Informasi pendaftaran kowad 2026 perlu dipahami dengan cermat agar calon peserta tidak salah langkah sejak awal. Berdasarkan portal resmi rekrutmen TNI AD tahun anggaran 2026, jalur Bintara PK TNI AD Gelombang I sudah ditutup, sehingga calon yang menargetkan jalur Kowad perlu fokus pada evaluasi berkas, kesiapan fisik, dan pemantauan pengumuman resmi berikutnya.
Bagi calon prajurit wanita, memahami alur pendaftaran kowad 2026 tetap penting karena pola persiapan dokumen, tahapan registrasi online, dan validasi di Panda atau Ajendam masih menjadi dasar yang harus dikuasai. Dengan bekal informasi resmi, calon bisa menyiapkan diri lebih rapi untuk periode penerimaan berikutnya tanpa terburu-buru.
Daftar Isi
- Jadwal Pendaftaran Kowad 2026
- Syarat Daftar Kowad 2026
- Alur Daftar Kowad Online
- Persiapan Seleksi Setelah Daftar
Jadwal Pendaftaran Kowad 2026
Mengacu pada portal resmi rekrutmen TNI AD TA 2026, halaman Bintara PK TNI AD Gelombang I menampilkan status bahwa pendaftaran sudah ditutup. Artinya, secara data resmi 2026, pendaftaran kowad 2026 untuk gelombang yang ditampilkan di portal tersebut memang tidak lagi menerima registrasi baru.
Meski begitu, calon tetap perlu memantau menu pengumuman, persyaratan, jadwal, dan tata cara di situs resmi rekrutmen.
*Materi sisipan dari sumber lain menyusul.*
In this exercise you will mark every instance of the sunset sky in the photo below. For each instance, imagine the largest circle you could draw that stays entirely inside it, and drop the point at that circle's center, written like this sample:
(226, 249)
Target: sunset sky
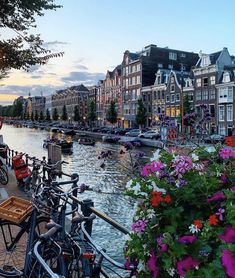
(95, 33)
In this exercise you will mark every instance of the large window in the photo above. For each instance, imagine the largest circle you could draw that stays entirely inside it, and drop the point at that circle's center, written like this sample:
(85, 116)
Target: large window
(221, 113)
(173, 56)
(229, 113)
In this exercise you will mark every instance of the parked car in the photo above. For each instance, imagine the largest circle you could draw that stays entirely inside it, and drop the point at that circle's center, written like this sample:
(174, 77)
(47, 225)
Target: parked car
(133, 133)
(151, 134)
(214, 138)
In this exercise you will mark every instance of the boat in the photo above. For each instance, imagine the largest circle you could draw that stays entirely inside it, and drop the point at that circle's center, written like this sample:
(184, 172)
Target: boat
(86, 141)
(70, 132)
(66, 146)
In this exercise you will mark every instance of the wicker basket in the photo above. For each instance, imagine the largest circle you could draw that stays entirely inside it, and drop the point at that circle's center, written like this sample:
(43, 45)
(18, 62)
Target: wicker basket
(15, 209)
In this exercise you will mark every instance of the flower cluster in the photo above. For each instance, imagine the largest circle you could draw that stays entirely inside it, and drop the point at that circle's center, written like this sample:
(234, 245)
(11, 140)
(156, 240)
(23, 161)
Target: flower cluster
(185, 219)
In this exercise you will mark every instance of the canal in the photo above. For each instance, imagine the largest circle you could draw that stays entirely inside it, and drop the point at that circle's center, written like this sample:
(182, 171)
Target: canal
(110, 180)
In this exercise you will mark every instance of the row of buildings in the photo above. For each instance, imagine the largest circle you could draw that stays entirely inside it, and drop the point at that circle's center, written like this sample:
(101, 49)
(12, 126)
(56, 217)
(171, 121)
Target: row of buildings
(161, 77)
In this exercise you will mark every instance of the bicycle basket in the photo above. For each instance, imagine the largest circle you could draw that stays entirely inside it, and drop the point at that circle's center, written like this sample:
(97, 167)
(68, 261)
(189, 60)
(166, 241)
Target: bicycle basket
(15, 209)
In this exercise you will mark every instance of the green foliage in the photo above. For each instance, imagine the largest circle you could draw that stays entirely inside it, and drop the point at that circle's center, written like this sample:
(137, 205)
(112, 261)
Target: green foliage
(180, 196)
(141, 115)
(64, 114)
(111, 115)
(55, 115)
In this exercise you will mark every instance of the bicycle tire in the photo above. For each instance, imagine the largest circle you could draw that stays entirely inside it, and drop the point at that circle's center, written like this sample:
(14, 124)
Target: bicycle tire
(55, 262)
(3, 176)
(12, 261)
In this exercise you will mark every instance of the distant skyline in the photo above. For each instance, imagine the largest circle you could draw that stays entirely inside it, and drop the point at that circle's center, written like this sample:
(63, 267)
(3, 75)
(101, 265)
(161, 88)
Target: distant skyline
(94, 35)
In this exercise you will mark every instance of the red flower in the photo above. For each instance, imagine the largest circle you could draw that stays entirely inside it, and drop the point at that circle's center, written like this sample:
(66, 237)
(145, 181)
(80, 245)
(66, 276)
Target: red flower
(156, 198)
(198, 223)
(167, 199)
(213, 220)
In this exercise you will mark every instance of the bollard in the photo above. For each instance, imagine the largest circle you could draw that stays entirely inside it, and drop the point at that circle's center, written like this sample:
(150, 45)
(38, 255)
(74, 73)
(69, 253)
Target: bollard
(85, 207)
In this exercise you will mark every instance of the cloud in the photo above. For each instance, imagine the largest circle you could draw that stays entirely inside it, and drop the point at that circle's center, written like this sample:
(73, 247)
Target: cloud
(87, 78)
(53, 44)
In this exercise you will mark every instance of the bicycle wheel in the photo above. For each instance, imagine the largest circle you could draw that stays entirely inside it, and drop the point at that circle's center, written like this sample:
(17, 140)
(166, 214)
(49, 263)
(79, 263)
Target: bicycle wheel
(52, 258)
(3, 176)
(12, 260)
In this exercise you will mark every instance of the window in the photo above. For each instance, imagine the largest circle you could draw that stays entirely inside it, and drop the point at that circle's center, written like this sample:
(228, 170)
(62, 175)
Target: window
(199, 82)
(212, 110)
(205, 81)
(198, 95)
(173, 56)
(221, 113)
(222, 129)
(205, 95)
(212, 94)
(229, 113)
(212, 80)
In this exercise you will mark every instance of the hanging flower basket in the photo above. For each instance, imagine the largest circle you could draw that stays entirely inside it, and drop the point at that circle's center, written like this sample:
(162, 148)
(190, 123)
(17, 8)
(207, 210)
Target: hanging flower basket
(184, 225)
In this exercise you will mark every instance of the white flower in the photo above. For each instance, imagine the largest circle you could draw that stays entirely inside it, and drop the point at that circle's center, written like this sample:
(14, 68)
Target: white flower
(156, 188)
(128, 184)
(156, 155)
(171, 271)
(195, 157)
(193, 229)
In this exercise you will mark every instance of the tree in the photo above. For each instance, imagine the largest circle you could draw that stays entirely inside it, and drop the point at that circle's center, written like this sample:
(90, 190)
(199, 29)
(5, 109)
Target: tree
(32, 116)
(48, 116)
(36, 115)
(55, 115)
(76, 115)
(64, 114)
(25, 49)
(111, 115)
(91, 111)
(141, 115)
(41, 118)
Langkah ini penting karena pembaruan informasi biasanya menjadi acuan utama bagi peserta yang ingin mengikuti penerimaan berikutnya melalui jalur resmi TNI AD.
- Status gelombang pada portal resmi sudah ditutup
- Informasi terbaru wajib dipantau di situs resmi rekrutmen
- Jangan mengandalkan info tidak resmi dari perantara
- Semua proses rekrutmen TNI AD tidak dipungut biaya
Baca Juga: Jadwal Pendaftaran TNI AD Terbaru Siap Hadapi Seleksi Lanjutan!
Syarat Daftar Kowad 2026

Sebelum melakukan registrasi online, calon perlu menyiapkan dokumen utama yang ditampilkan pada portal pendaftaran TNI AD TA 2026. Dokumen yang diminta pada formulir persiapan pendaftaran mencakup KTP, Kartu Keluarga, BPJS atau KIS, ijazah, rapor SMA atau SMK atau MA kelas X sampai XII, data alamat, nomor telepon, dan informasi lokasi validasi.
Kelengkapan dokumen ini penting karena kesalahan data sejak awal bisa menghambat proses validasi. Calon juga perlu memastikan seluruh identitas dan data pendidikan konsisten agar saat datang ke Panda, Ajendam, Ajenrem, Kodam, Korem, atau Kodim yang menjadi titik validasi, prosesnya berjalan lebih lancar.
- KTP dan Kartu Keluarga
- BPJS atau KIS yang masih aktif
- Ijazah dan rapor kelas X sampai XII
- Nomor telepon dan alamat yang aktif
- Informasi lokasi validasi pendaftaran
Baca Juga: Marinir Adalah Kunci Pertahanan dengan Persiapan Seleksi Ketat!
Alur Daftar Kowad Online

Secara umum, alur pendaftaran pada portal resmi TNI AD dimulai dari registrasi melalui website rekrutmen, lalu calon mengisi formulir online dengan data yang lengkap dan benar. Setelah itu, peserta mencetak formulir daftar, blanko dinas, blanko rikmin, dan blanko riwayat hidup untuk dibawa dalam proses lanjutan sesuai petunjuk panitia.
Tahap berikutnya adalah datang ke Ajendam atau Ajenrem untuk menyerahkan formulir daftar online dan mengikuti pemeriksaan awal. Pada tahap ini, panitia dapat melakukan pengukuran tinggi dan berat badan, pemeriksaan tindik dan tato, serta validasi data agar peserta resmi tercatat sebagai calon yang mengikuti seleksi.
- Daftar melalui website rekrutmen resmi
- Isi data online dengan teliti
- Cetak formulir dan blanko yang diminta
- Datang ke titik validasi sesuai arahan panitia
- Ikuti pemeriksaan awal dan validasi peserta
Persiapan Seleksi Setelah Daftar
Setelah registrasi dan validasi selesai, calon tidak boleh berhenti pada tahap administrasi saja. Seleksi TNI AD menuntut kesiapan fisik, kesehatan, mental, dan kedisiplinan, sehingga masa setelah daftar sebaiknya dipakai untuk membangun rutinitas latihan, menjaga berat badan ideal, serta memastikan kondisi tubuh tetap prima.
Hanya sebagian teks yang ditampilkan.